Spatial Epidemiology
Reaction-diffusion SIR equations describe spatial propagation of infection:
∂S/∂t = −βSI/N + D_S ∇²S
∂I/∂t = βSI/N − γI + D_I ∇²I
Result: infection wave. Wave speed: c = 2√(D_I · β(1 − 1/R₀)). With D_I = 1 (diffusion), β=0.5, γ=0.1 (R₀=5): c = 2√(1·0.4) ≈ 1.26 units/day.
Real data: the plague from 1347–1353 spread ≈ 350 km/year (1 km/day)—corresponds to diffusion of rats and fleas along medieval trade routes.
Cellular Automata and Discrete Patterns
Conway’s “Game of Life” (1970): 2D grid of cells. A live cell with 2–3 live neighbors survives. With < 2 or > 3 — dies. A dead cell with 3 live neighbors—comes alive. Simple rules → incredible diversity: stable structures, oscillators, "gliders", self-replicating automata.
Wolfram’s rules (one-dimensional CA): 256 possible rules for 1D automata.
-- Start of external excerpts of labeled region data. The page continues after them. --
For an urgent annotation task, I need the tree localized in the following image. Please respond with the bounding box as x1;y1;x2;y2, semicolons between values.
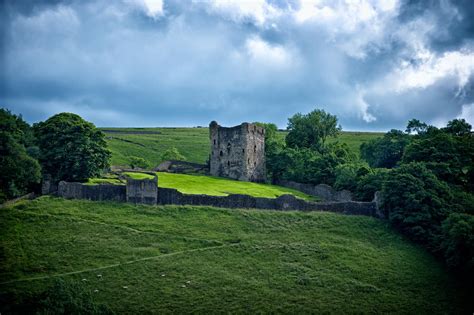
360;129;410;168
34;113;111;181
161;147;186;161
286;109;341;152
405;119;428;134
441;213;474;281
0;109;41;202
382;163;453;250
443;119;472;136
402;128;474;189
130;156;150;169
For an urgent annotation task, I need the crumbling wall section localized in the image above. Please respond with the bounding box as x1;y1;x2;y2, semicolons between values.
126;176;158;205
276;180;352;202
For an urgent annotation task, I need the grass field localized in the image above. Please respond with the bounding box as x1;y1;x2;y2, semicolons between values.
103;128;382;167
125;172;316;200
0;197;461;314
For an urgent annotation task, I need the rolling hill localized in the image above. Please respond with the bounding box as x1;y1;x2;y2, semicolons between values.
102;128;383;166
0;197;460;314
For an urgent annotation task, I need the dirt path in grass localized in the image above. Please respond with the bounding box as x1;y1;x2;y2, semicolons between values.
0;243;241;285
18;210;220;245
0;210;237;285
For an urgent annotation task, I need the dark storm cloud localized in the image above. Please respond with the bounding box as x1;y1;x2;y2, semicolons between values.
0;0;474;130
399;0;474;51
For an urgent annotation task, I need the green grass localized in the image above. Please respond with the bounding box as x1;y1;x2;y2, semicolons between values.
0;197;461;314
104;128;382;167
124;172;317;200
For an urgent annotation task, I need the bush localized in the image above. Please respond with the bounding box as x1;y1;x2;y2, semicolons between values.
0;109;41;202
360;129;410;168
34;113;111;181
0;279;114;315
382;163;453;250
353;168;390;201
334;162;371;192
441;213;474;280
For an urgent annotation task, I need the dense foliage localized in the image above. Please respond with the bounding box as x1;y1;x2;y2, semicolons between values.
0;109;41;202
286;109;341;151
360;119;474;283
360;129;409;168
266;110;474;286
265;110;355;185
34;113;110;181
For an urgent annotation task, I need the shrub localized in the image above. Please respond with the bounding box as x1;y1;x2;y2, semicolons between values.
360;129;410;168
334;162;371;192
0;109;41;202
441;213;474;280
34;113;110;181
0;279;114;315
382;163;453;250
353;168;390;201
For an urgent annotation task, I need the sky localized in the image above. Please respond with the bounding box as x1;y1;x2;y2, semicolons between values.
0;0;474;131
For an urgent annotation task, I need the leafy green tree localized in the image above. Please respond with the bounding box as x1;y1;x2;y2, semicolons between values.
443;119;472;136
161;147;186;161
334;162;371;192
34;113;111;181
130;156;150;169
402;130;474;189
382;163;453;250
271;143;351;185
405;119;428;134
353;168;390;201
360;129;410;168
0;109;41;202
286;109;341;152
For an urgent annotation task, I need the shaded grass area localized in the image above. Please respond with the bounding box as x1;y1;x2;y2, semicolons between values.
0;197;460;314
124;172;318;201
103;128;383;167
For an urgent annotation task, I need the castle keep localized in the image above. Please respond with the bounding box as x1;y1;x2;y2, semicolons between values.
209;121;265;182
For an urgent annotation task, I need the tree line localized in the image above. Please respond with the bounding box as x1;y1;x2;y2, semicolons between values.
263;110;474;284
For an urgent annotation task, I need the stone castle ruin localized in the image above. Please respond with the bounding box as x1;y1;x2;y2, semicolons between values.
209;121;265;182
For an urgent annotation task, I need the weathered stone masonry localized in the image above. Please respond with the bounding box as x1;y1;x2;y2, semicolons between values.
209;121;265;182
58;178;379;217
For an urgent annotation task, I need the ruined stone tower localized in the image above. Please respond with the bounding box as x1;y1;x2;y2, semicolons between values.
209;121;265;182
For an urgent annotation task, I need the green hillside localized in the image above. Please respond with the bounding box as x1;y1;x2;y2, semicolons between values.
0;197;460;314
121;172;315;200
102;128;382;166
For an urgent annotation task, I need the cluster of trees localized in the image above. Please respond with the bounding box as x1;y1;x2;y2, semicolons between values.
0;109;110;202
264;110;474;280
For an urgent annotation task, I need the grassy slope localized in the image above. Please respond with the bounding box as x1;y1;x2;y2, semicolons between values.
121;172;315;200
0;197;459;314
104;128;382;166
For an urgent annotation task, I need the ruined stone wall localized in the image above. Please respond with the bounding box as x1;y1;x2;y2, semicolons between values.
276;180;352;201
54;178;381;217
126;176;158;205
158;188;378;216
209;121;265;182
58;181;126;202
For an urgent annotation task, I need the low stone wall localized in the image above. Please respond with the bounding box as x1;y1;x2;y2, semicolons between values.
58;181;126;202
158;188;377;216
58;178;379;217
277;180;352;201
125;176;158;205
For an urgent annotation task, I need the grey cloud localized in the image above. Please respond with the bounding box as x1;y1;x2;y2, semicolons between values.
0;0;473;130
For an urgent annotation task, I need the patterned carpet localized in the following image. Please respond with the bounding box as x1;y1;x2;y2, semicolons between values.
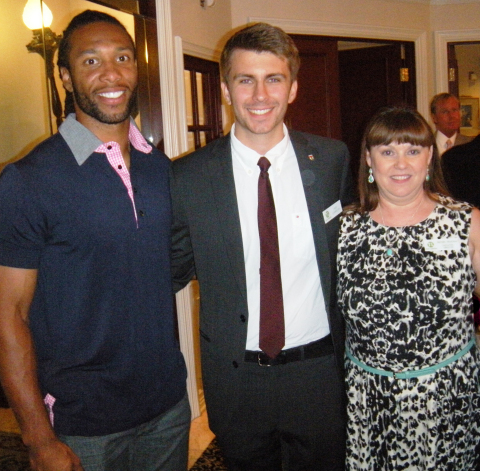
0;432;227;471
190;440;227;471
0;432;30;471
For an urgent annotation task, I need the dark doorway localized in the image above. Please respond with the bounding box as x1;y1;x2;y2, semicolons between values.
285;34;342;139
286;34;416;187
339;42;417;183
183;55;223;151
Rule 110—Turing complete (proven by Matthew Cook, 2004). Wolfram: "Nature = computing cellular automaton."
Numerical example: desert dunes. Reaction-diffusion model of dune growth: sand is the "activator" (accumulates on irregularities), wind is the "transporter" (diffusion over large distances). Regular rows of dunes are obtained with spacing l ~ √(D_wind/α_deposition) ≈ 50–200 meters—matches observations in the Sahara and Namib deserts.
Exercise: Implement a 2D Turing model (Brusselator: f=A−(B+1)u+u²v, g=Bu−u²v). On a 100×100 grid: (1) Simulate 500 time steps (finite differences). With A=4.5, B=7.5, D_u=1, D_v=8: do you get spots or stripes? (2) Change the D_v/D_u ratio: at what value does the transition from spots to stripes occur? (3) Compare to real coloration: find three animal species whose coloration corresponds to different regimes of the Turing model.